Most of what I’ve been hearing suggests that the high performance/resource sensitive sensibilities (some folks still say “sustainable,” but I find the word inaccurate and highly charged, so try not to use it) are actually gaining momentum during this period of economic mayhem. Without offering a judgment on the value of that, there’s one thing of which I am certain: the first buildings out of the blocks when the pendulum swings in earnest will have a significantly different appearance in addition to their significantly different mechanics.
We will usher in a new awareness of our structures’ relationship to the sun, particularly here in the coastal desert environment. With business as usual, we could continue to design a moderately dense community with two or maybe three buildings as the key components, rotating them on site as necessary to optimize circulation and yield, but not really changing the “architecture” from face to face. This has gone on for years and years.
However, as we begin to pursue the new holy grail (I say that without cynicism) of “zero footprint”, it will be necessary again to embrace the low-hanging fruit of passive solar design. Why? Well, as the baseline for building energy consumption continues to drop, the first response has been to raise the efficiency of the HVAC and lighting equipment, incorporating higher SEER units, motion sensor light switches, and of course, the ubiquitous swirly fluorescent light bulbs. This, of course, is an awesome step in the right direction.
To catapult to the next step, however, will require much more sensitive building design and siting. The days of using the same look on all elevations is coming to a close. To be blunt, we will never achieve net zero energy consumption if we don’t return to the basics of our dwellings’ relationship to the sun, and how to optimize it for resident comfort and maximum resource stewardship.
You’ve all seen how this is accomplished in sophisticate museums, civic buildings, and perhaps even single-family houses—each of which is typically a simple, four-sided affair where the exposure of each wall to our major passive energy source (the sun) is relatively easy to consider and manipulate. When we place repetitive buildings consisting of multiple units on a site, however, the complexity factor expands logarithmically. Will it really be possible to design individual buildings on a large site in such a manner that each is generally responsive to the azimuth?
The answer is a resounding YES. We must, and we will. The reason is profoundly simple—we must use every trick we know to reduce the buildings’ heating and cooling loads PASSIVELY. Even the simplest building energy modeling programs illustrate that it doesn’t make sense to have the same extent of glazing on the north façade as on the east or west.

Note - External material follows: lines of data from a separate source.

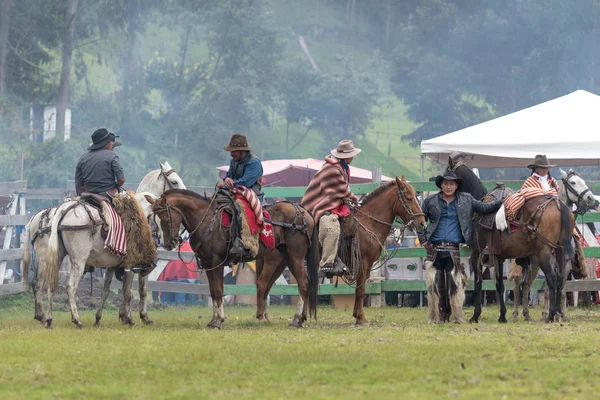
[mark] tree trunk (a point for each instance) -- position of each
(65, 74)
(4, 25)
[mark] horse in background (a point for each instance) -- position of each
(36, 254)
(574, 192)
(544, 230)
(296, 239)
(372, 222)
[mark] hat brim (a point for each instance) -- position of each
(235, 148)
(439, 179)
(534, 166)
(341, 155)
(99, 145)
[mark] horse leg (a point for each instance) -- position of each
(500, 289)
(215, 280)
(125, 309)
(477, 276)
(296, 266)
(105, 292)
(268, 273)
(38, 286)
(551, 278)
(359, 312)
(77, 268)
(143, 291)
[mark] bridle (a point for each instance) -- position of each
(412, 216)
(167, 182)
(580, 209)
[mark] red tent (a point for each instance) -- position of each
(283, 173)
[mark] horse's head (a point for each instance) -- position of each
(169, 219)
(577, 191)
(170, 177)
(407, 207)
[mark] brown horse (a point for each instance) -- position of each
(295, 239)
(544, 231)
(375, 218)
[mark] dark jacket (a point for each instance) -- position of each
(466, 205)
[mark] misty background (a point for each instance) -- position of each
(175, 78)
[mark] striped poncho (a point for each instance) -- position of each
(327, 189)
(531, 188)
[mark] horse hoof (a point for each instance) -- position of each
(215, 324)
(296, 323)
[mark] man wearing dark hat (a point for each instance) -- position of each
(245, 169)
(450, 215)
(327, 197)
(99, 171)
(540, 176)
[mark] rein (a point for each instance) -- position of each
(580, 210)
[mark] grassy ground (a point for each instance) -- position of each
(397, 356)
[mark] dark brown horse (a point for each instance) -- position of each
(374, 219)
(295, 239)
(544, 231)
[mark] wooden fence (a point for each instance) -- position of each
(16, 218)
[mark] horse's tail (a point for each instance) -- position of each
(565, 219)
(53, 264)
(313, 257)
(27, 257)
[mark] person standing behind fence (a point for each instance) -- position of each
(450, 215)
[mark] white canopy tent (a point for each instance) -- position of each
(566, 129)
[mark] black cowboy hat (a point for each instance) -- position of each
(540, 161)
(448, 176)
(101, 137)
(238, 142)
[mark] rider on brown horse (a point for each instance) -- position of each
(326, 198)
(450, 215)
(245, 169)
(99, 171)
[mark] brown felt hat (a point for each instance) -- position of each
(345, 149)
(540, 161)
(237, 142)
(448, 176)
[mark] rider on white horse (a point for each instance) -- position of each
(99, 171)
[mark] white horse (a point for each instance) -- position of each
(574, 192)
(38, 229)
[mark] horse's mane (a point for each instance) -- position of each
(186, 192)
(377, 192)
(471, 183)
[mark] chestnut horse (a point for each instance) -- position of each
(375, 217)
(295, 239)
(544, 231)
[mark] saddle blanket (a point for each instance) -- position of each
(116, 241)
(265, 232)
(514, 201)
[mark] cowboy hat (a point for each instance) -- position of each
(448, 176)
(101, 137)
(345, 149)
(540, 161)
(237, 142)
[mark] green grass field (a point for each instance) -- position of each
(397, 356)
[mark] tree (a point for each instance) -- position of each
(68, 41)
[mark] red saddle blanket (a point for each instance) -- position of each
(265, 231)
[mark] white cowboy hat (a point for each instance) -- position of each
(345, 149)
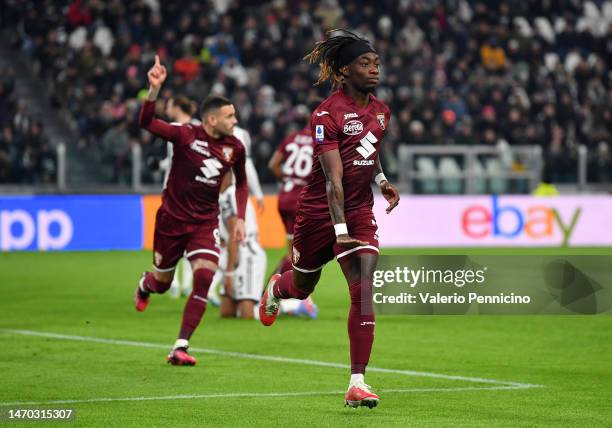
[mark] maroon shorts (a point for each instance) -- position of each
(287, 208)
(314, 241)
(174, 239)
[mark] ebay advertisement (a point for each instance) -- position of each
(493, 220)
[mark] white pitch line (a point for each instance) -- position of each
(267, 358)
(247, 395)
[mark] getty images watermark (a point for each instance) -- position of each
(431, 279)
(426, 285)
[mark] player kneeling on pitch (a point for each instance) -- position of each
(242, 266)
(186, 223)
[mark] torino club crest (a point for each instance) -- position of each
(296, 255)
(227, 153)
(381, 120)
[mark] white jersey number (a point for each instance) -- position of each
(299, 162)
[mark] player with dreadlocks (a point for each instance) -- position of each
(334, 216)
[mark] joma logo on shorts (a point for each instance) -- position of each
(353, 127)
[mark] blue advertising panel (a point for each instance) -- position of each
(71, 222)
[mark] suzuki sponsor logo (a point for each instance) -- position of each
(365, 162)
(353, 127)
(201, 147)
(48, 229)
(509, 221)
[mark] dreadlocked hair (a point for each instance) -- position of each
(327, 54)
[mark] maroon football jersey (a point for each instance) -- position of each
(296, 151)
(198, 165)
(357, 132)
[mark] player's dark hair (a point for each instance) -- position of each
(184, 103)
(339, 49)
(213, 102)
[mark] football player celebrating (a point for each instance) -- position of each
(334, 216)
(186, 223)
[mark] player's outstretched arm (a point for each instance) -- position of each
(387, 189)
(331, 164)
(157, 75)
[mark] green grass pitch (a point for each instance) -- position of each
(89, 294)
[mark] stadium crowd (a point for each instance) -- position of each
(25, 153)
(455, 71)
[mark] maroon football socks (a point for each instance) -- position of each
(151, 285)
(284, 288)
(360, 325)
(284, 265)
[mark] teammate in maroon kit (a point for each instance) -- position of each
(334, 216)
(291, 164)
(186, 223)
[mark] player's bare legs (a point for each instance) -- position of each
(203, 272)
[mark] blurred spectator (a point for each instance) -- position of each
(456, 71)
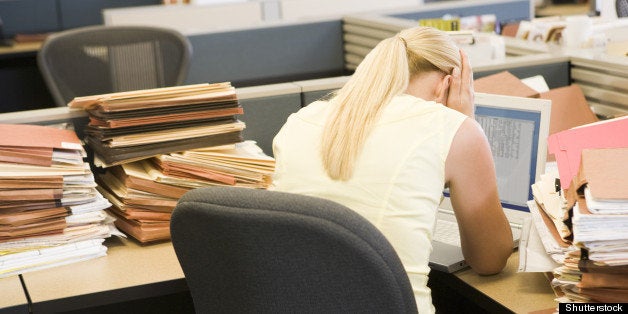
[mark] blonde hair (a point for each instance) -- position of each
(384, 73)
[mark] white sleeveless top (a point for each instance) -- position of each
(398, 178)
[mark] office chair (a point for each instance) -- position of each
(257, 251)
(102, 59)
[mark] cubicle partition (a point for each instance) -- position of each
(275, 53)
(604, 82)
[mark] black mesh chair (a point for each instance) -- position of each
(104, 59)
(257, 251)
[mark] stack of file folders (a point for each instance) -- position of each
(135, 125)
(50, 211)
(584, 207)
(155, 145)
(145, 192)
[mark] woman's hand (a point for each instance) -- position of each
(461, 94)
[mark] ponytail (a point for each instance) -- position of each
(382, 75)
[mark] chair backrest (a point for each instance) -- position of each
(104, 59)
(256, 251)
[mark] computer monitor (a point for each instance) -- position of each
(517, 129)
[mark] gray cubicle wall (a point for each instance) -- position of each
(504, 11)
(266, 109)
(270, 54)
(28, 16)
(43, 16)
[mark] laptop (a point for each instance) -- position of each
(517, 129)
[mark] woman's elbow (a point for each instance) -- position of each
(493, 264)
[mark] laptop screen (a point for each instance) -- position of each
(517, 130)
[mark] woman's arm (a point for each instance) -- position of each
(485, 233)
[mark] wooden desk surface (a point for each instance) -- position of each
(130, 271)
(13, 299)
(519, 292)
(563, 9)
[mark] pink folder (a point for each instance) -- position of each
(567, 146)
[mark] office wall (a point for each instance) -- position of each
(268, 55)
(504, 11)
(43, 16)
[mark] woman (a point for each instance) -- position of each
(388, 142)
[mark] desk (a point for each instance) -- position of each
(20, 49)
(519, 292)
(129, 272)
(13, 299)
(134, 272)
(563, 9)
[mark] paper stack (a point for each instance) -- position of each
(587, 211)
(157, 144)
(145, 192)
(135, 125)
(50, 211)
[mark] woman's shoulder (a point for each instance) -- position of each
(313, 112)
(406, 106)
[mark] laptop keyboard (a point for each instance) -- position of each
(447, 232)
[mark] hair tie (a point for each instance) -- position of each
(405, 43)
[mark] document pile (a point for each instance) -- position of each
(155, 145)
(135, 125)
(50, 211)
(584, 213)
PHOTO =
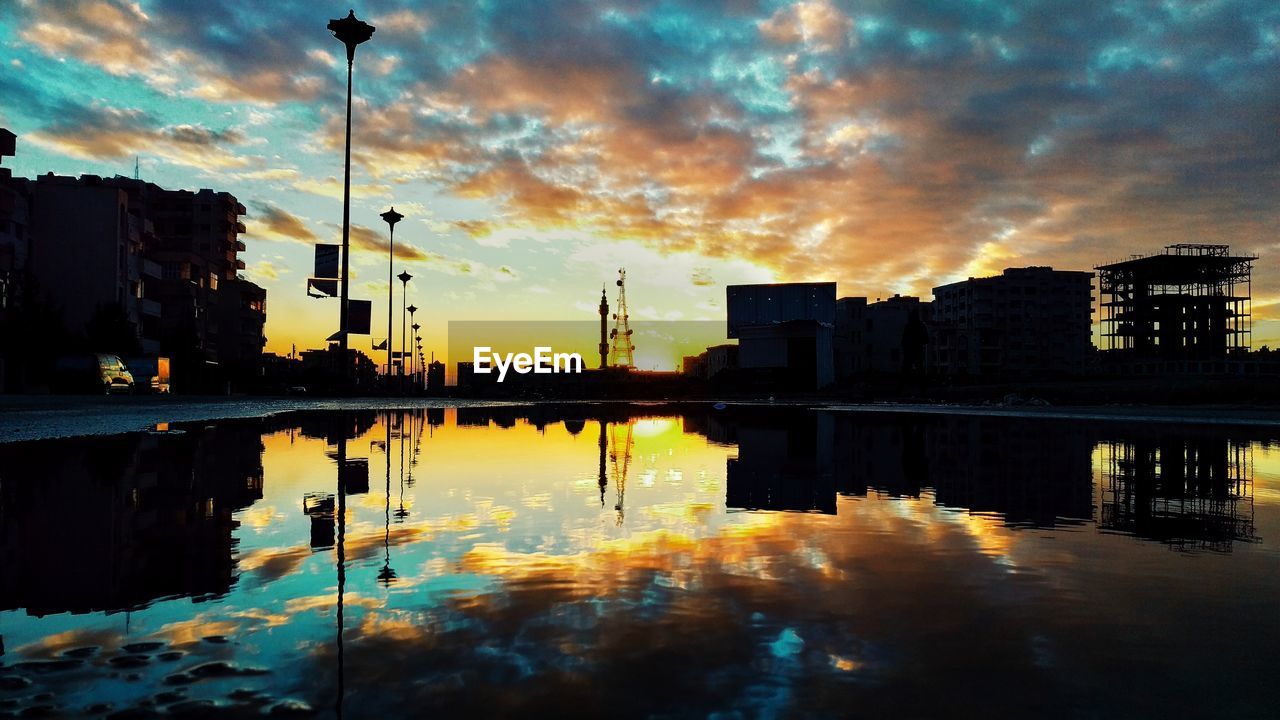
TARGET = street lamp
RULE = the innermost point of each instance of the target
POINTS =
(351, 32)
(405, 277)
(392, 217)
(419, 340)
(411, 310)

Sure, we have employed window shading devices selectively where to not do so would roast our residents like so many ants under a magnifying glass. Simply stated, this is a case where if a little is good, a lot is even better.
Architects will need to work harder in the design phase so the gas-and-electric powered climate control systems won’t have to. More building design will be necessary, challenging the inherent efficiencies of the same treatment of each exposure, or the same building rolled out on a property with multiple exposures, all oblivious to the constant energy striking the envelope, which, while seasonal, NEVER CHANGES.
Are you ready for a new era of aggressively passive design?